Contrary to most temporary work visas in France, granted for one-year terms, the Blue Card is granted for an initial period of three years and is renewable for a similar period. If the term of the work contract is for a period less than three years, the card will be available for the whole period of the contract plus three months in order to allowthe holder time to search for another job. The renewal of the Blue Card by the Labor Office and Préfecture will depend upon the holder’s compliance with the initial terms of issuance of the Blue Card..
During the first three years, the Blue Card holder will have access to the French labour market, but such access shall be limited to jobs in the concerned sector. After three years, the holder will have access to all the qualified jobs on the French market, on a par with French workers..

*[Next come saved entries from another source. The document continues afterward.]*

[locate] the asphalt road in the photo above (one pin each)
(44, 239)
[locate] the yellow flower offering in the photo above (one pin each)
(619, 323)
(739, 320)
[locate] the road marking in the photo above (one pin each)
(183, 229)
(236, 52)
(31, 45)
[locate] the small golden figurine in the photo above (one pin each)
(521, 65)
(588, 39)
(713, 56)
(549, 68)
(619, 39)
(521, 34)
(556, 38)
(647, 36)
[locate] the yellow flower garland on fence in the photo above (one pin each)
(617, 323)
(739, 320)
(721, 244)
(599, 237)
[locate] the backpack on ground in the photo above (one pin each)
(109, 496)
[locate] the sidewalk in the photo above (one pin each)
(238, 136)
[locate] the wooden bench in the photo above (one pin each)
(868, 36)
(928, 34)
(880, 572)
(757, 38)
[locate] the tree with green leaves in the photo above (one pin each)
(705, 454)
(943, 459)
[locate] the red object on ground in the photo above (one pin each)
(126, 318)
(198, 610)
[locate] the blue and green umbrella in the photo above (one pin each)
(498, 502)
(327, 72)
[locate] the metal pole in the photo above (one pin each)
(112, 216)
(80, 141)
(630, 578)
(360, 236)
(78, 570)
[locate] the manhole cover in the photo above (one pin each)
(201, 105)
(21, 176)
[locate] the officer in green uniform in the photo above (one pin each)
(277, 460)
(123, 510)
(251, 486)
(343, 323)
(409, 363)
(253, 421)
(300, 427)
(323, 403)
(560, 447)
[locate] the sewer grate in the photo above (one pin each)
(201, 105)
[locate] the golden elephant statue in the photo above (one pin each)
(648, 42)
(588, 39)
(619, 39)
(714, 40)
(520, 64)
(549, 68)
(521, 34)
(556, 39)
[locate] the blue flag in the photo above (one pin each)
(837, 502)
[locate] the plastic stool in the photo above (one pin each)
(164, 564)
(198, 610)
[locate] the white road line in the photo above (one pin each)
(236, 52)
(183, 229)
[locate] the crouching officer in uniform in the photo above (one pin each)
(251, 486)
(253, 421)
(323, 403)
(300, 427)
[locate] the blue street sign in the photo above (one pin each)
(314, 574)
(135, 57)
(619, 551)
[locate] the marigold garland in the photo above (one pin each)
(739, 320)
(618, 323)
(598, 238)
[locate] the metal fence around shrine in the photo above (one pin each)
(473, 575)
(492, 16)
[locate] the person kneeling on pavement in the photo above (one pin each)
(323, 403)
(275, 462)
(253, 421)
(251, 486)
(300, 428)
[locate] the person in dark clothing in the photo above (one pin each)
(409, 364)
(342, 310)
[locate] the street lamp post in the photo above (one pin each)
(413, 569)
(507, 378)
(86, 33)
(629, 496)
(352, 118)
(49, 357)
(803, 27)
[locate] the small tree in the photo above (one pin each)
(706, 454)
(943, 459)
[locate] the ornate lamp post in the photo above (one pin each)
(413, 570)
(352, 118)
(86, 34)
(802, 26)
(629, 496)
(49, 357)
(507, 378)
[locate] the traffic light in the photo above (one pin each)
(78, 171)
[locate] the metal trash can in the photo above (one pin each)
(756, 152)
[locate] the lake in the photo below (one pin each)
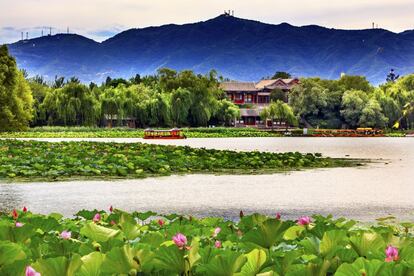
(378, 189)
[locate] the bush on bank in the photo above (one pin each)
(120, 243)
(30, 159)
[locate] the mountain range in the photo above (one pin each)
(236, 48)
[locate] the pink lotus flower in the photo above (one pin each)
(216, 231)
(31, 272)
(15, 215)
(391, 253)
(180, 240)
(66, 235)
(217, 244)
(304, 220)
(97, 217)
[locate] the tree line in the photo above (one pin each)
(177, 99)
(352, 102)
(167, 99)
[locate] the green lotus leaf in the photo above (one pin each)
(10, 252)
(293, 232)
(255, 261)
(58, 266)
(91, 264)
(98, 233)
(223, 264)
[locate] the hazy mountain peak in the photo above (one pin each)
(237, 48)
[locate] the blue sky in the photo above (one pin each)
(100, 19)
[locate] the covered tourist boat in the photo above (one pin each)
(359, 132)
(174, 133)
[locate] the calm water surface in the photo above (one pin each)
(365, 193)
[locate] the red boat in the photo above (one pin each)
(174, 133)
(359, 132)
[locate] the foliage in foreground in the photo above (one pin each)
(15, 96)
(31, 159)
(94, 132)
(120, 243)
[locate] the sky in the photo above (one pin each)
(101, 19)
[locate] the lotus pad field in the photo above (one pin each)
(94, 132)
(119, 243)
(28, 160)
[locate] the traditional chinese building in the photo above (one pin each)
(253, 97)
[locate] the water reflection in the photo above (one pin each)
(365, 193)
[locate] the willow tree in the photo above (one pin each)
(181, 101)
(279, 112)
(227, 112)
(15, 95)
(74, 104)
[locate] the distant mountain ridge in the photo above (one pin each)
(237, 48)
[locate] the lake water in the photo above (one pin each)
(379, 189)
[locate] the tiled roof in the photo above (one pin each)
(250, 86)
(238, 86)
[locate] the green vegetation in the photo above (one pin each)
(15, 95)
(185, 99)
(95, 132)
(120, 243)
(352, 102)
(280, 112)
(27, 160)
(168, 99)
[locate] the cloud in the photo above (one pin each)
(101, 19)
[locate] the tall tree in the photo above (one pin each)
(15, 95)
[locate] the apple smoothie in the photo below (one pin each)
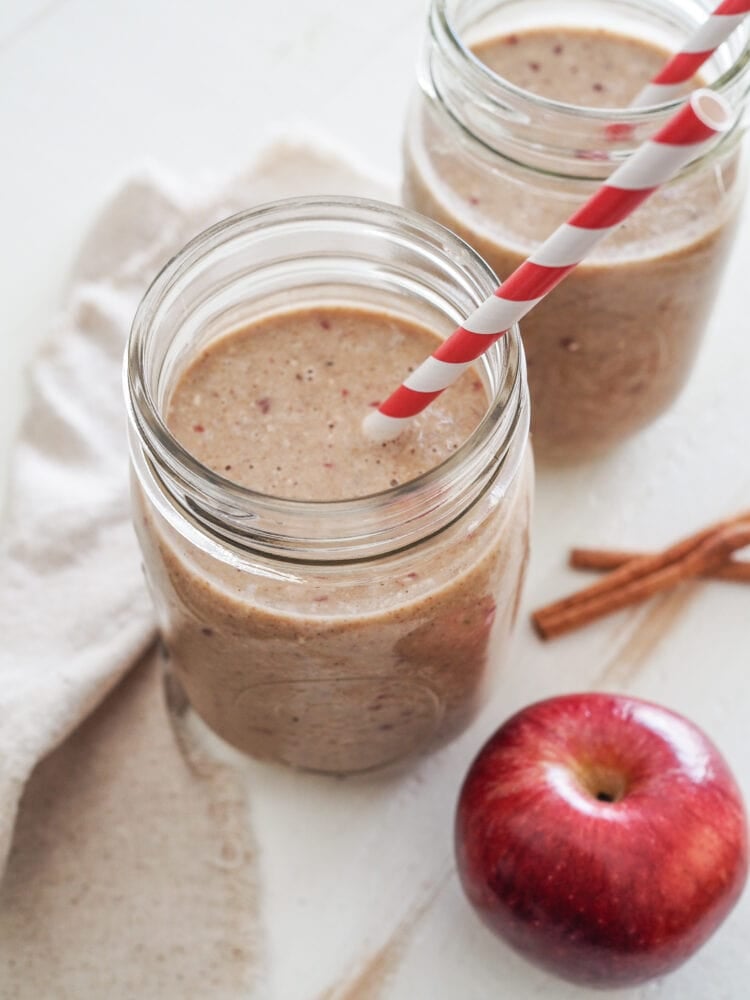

Generally, Blue Card applicants do not need to demonstrate that their employers have first sought candidates on the French labor market, which is a substantial improvement from French common law rules and is much less time-consuming. However only time will tell to what extent the French administration will abide by such rules.
CRITICISM OF THE BLUE CARD
While the Blue Card may be perceived as opening a door to employment in Europe in light of the heretofore rigid immigration policy of the EU, it also raises some issues.
In the first place, the duration of the Blue Card is perceived as too short, compared to that of the Green Card: indeed, the Blue Card has a validity of three years whereas the American Green card is of unlimited duration. Furthermore, the Blue Card holder has to wait for three years before obtaining the right to work in another member state; whereas the American Green Card holder may work in any State of the United States of America.
These limitations may not be favourable enough to stem the tide of immigration of skilled immigrants to the United States and Canada. Indeed, according to French statistics, 50% of the North-African skilled immigrants settle in the United-States or in Canada, as compared to only 5,5% who move to Europe. The Green Card appears more advantageous in many ways.
The high level of the qualifications as well as the salary required make also the Blue Card very restrictive.
Furthermore, the introduction of the Blue Card, on top of numerous other French reforms and visa categories, makes French immigration law rather unwieldy – there are simply to many provisions governing the entry and residency of immigrants to France. How is France to balance the use of the Blue Card in light of the existing Skills and Talents Card established in 2006, or with existing regulations regarding transferred employees (salariés en mission)?
While the Blue Card certainly opens new avenues making Europe (and France) more attractive to skilled workers, only time will tell how the French labor offices and municipalities (Préfectures) apply the Blue Card in practice.